Tribune de Christophe Donay Responsable de l’allocation d’actifs et de la recherche macroéconomique, chef stratège chez Pictet Wealth Management
Depuis le début de l'année, les actions américaines et européennes se sont particulièrement bien comportées, avec une performance respective de +4,85% (en EUR, dividendes réinvestis) pour l'indice Stoxx 600 et +5,20% (en EUR, div. réinvestis) pour l'indice S&P500 (respectivement +7,40% pour le Stoxx 600 et +5,20% pour le S&P 500 en USD, div. réinvestis) le tout calculé à la clôture du 24 mars 2017. Ces hausses s'expliquent à la fois par une amélioration des fondamentaux économiques et les espoirs de relance aux Etats-Unis. Mais les marchés se situent désormais à une croisée des chemins, une accélération de la performance et une correction étant simultanément envisageables.
A l’heure où les ratios de valorisation sont tendus, laissant peu de place pour une quelconque déception au niveau des fondamentaux économiques, l’incertitude qui plane sur l’évolution des marchés pourrait provenir de deux sources :
Premièrement, du côté des indicateurs économiques, les enquêtes de confiance des ménages et des entreprises se situent à un plus haut historique depuis plusieurs années, de part et d'autre de l'Atlantique. Or, l’amélioration du sentiment n’est pas encore entièrement appuyée par les données économiques réelles. Sans accélération de la croissance du PIB réel en Europe, et surtout aux Etats-Unis, dans les prochains mois, les marchés actions pourraient donc essuyer une correction à court terme et les performances baisser d’un à deux points.
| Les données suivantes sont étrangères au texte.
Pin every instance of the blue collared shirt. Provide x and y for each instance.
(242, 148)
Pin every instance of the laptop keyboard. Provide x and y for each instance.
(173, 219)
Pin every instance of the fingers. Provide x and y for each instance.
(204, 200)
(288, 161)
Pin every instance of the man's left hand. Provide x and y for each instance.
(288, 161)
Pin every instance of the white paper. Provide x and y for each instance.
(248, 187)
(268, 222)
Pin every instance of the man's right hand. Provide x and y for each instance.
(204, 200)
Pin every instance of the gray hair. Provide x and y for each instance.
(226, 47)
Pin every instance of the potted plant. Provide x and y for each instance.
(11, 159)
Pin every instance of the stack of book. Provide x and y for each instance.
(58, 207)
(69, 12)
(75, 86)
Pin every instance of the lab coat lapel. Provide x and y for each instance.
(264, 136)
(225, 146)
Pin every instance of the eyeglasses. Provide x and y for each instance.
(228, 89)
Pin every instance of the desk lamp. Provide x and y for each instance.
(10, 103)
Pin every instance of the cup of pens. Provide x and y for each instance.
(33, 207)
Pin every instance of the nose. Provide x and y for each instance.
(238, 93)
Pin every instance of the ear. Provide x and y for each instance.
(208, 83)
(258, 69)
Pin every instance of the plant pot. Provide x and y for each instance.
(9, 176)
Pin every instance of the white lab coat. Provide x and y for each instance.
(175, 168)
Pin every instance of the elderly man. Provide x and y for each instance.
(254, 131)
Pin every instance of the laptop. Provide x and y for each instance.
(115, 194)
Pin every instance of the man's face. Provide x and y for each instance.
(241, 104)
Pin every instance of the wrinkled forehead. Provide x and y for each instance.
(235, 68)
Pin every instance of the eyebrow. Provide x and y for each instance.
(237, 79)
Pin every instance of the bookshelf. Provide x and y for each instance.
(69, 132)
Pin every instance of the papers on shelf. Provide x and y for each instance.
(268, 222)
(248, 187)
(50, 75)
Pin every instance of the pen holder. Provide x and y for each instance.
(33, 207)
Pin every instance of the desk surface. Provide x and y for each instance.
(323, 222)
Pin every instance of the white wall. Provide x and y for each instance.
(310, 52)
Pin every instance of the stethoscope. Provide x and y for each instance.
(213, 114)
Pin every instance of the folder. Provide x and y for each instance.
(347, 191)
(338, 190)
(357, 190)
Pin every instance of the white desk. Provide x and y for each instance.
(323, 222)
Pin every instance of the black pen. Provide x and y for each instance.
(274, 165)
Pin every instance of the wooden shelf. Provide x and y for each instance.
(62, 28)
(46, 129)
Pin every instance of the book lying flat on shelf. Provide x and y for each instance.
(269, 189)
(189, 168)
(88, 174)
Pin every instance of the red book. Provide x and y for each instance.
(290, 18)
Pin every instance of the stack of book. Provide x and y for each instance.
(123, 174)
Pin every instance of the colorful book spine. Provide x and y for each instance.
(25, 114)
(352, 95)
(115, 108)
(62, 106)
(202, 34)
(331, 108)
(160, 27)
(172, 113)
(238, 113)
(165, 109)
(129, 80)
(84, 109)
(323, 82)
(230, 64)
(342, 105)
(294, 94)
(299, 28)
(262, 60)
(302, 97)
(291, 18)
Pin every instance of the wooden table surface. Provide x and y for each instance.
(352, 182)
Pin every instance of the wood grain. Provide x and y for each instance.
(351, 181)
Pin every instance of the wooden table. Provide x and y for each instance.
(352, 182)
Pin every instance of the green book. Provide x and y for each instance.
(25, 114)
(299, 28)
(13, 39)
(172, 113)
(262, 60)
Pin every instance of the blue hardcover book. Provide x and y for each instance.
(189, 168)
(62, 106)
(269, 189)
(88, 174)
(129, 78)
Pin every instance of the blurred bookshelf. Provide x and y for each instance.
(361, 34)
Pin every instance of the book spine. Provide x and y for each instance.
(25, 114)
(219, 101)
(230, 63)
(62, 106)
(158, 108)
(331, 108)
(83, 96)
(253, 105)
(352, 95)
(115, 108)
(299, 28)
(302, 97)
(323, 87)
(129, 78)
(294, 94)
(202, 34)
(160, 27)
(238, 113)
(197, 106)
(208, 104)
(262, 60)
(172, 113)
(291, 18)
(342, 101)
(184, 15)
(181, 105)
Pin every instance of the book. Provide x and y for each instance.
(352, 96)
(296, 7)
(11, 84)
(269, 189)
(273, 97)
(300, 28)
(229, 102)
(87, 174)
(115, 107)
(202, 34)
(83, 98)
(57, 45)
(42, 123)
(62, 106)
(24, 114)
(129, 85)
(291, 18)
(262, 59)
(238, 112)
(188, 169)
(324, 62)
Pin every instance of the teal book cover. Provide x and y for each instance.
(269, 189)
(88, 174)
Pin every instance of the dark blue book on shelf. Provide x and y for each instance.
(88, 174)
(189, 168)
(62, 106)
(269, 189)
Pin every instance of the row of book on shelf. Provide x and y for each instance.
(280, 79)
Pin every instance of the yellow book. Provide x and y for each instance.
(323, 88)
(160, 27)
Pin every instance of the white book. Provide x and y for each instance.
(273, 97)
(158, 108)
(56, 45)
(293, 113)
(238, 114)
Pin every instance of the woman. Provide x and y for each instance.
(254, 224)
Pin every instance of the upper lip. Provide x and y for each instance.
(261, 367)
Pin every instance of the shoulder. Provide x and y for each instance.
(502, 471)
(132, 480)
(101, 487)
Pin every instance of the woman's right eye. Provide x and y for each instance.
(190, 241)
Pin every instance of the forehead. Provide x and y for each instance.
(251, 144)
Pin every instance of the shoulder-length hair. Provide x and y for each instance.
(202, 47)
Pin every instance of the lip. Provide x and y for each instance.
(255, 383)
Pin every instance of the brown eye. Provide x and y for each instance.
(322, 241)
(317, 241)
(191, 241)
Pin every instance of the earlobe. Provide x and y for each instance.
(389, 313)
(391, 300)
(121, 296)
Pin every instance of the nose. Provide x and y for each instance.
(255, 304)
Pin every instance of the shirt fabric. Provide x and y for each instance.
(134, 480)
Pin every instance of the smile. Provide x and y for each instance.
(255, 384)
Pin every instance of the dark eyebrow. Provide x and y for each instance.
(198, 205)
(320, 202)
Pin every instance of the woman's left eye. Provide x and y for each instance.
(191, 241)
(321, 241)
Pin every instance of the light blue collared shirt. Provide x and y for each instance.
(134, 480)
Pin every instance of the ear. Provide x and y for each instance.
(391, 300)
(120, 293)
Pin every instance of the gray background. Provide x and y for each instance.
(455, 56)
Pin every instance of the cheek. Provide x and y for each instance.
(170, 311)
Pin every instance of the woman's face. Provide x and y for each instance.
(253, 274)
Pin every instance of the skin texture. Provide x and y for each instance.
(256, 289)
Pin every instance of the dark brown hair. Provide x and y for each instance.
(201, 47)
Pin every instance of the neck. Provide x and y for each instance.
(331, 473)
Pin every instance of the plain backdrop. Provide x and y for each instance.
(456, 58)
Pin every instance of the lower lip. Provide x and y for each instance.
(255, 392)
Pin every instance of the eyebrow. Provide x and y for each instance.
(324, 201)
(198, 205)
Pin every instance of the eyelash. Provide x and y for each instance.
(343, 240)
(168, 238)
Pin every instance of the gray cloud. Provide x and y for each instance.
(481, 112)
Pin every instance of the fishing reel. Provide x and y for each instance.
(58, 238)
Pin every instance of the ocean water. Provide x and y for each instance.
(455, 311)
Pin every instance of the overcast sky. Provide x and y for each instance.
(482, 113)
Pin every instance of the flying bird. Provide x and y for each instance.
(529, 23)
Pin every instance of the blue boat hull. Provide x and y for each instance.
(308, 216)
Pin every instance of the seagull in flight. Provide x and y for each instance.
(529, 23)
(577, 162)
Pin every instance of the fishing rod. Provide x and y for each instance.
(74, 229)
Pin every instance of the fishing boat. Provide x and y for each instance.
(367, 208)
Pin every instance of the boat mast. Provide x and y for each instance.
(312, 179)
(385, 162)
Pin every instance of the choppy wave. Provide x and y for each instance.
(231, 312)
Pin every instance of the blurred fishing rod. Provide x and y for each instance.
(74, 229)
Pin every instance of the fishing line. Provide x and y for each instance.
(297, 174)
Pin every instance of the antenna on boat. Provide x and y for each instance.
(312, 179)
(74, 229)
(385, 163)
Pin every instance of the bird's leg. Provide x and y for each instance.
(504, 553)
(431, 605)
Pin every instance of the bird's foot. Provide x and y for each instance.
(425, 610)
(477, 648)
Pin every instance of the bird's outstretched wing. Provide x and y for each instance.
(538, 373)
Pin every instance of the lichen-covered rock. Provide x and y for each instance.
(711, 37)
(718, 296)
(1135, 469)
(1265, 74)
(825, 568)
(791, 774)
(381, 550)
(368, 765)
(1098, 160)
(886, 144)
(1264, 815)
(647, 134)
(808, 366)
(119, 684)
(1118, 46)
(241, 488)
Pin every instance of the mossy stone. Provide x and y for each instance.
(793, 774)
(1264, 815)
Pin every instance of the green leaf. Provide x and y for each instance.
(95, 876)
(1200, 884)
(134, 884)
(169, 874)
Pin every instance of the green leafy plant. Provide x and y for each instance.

La deuxième source d’incertitude réside dans l’espoir de relance économique promis par l'administration Trump, cet espoir ayant sous-tendu la hausse des actions américaines ces derniers mois. Alors que la réforme fiscale et les baisses d'impôts massives restent à l’ordre du jour, l'échec du remplacement de l'Obamacare en mi-mars montre des dissensions au sein des Républicains. Cet échec n'est pas de bon augure pour les votes sur la fiscalité au Congrès, qui auront besoin d'une totale cohésion du camp républicain pour obtenir la majorité requise. Et, dans le meilleur des cas, il se peut que les mesures fiscales de Trump ne voient le jour qu’en septembre-octobre, soit quasiment un an après l'élection de Donald Trump. En tout état de cause, même en cas de vote favorable, les pleins effets des réformes fiscales ne se feront sentir qu’en 2018 et dans les années suivantes. Le marché a donc bien besoin de visibilité à moyen terme et il y a peu de place pour la déception étant donné les niveaux de valorisation actuels.
Comprendre l'économie durable pour s'y investir
Le deuxième trimestre va donc jouer un rôle crucial pour l’évolution du marché, au cours duquel il va falloir lever les incertitudes actuelles. Il sera nécessaire de voir une confirmation de l’accélération de l'activité réelle tant en Europe qu'aux Etats-Unis. En même temps, la portée réelle des mesures fiscales de l’administration Trump, et leurs chances d’aboutir, devront être plus clairement dessinées.
Côté activité économique, nous restons confiants, Tandis que la croissance attendue à deux chiffres des profits des sociétés américaines européennes pour 2017 demeure un soutien important aux marchés. La relance de l’inflation est déjà là et participe à l'amélioration des marges des entreprises en Europe et leur stabilisation à des niveaux historiquement élevés aux Etats-Unis.
Cependant, les échéances électorales en Europe viennent s’ajouter aux incertitudes autour de la réforme fiscale américaine pour réduire la visibilité du marché.
Face aux espoirs de croissance et aux incertitudes politiques, nous confirmons notre stratégie d'investissement. Nous conservons une légère surpondération des actions développées pour profiter de la croissance, tandis que nous cherchons à nous protéger contre des éventualités politiques. A cette fin, nous maintenons notre diversification au niveau des portefeuilles et nous introduisons des options de vente sur les actions ainsi que des options d’achat sur l'or physique. En effet, les risques politiques sont par nature systémiques et pourraient conduire à une hausse des cours du métal jaune, surtout au cas où Mme. Le Pen devrait sortir victorieuse de l’élection présidentielle en France.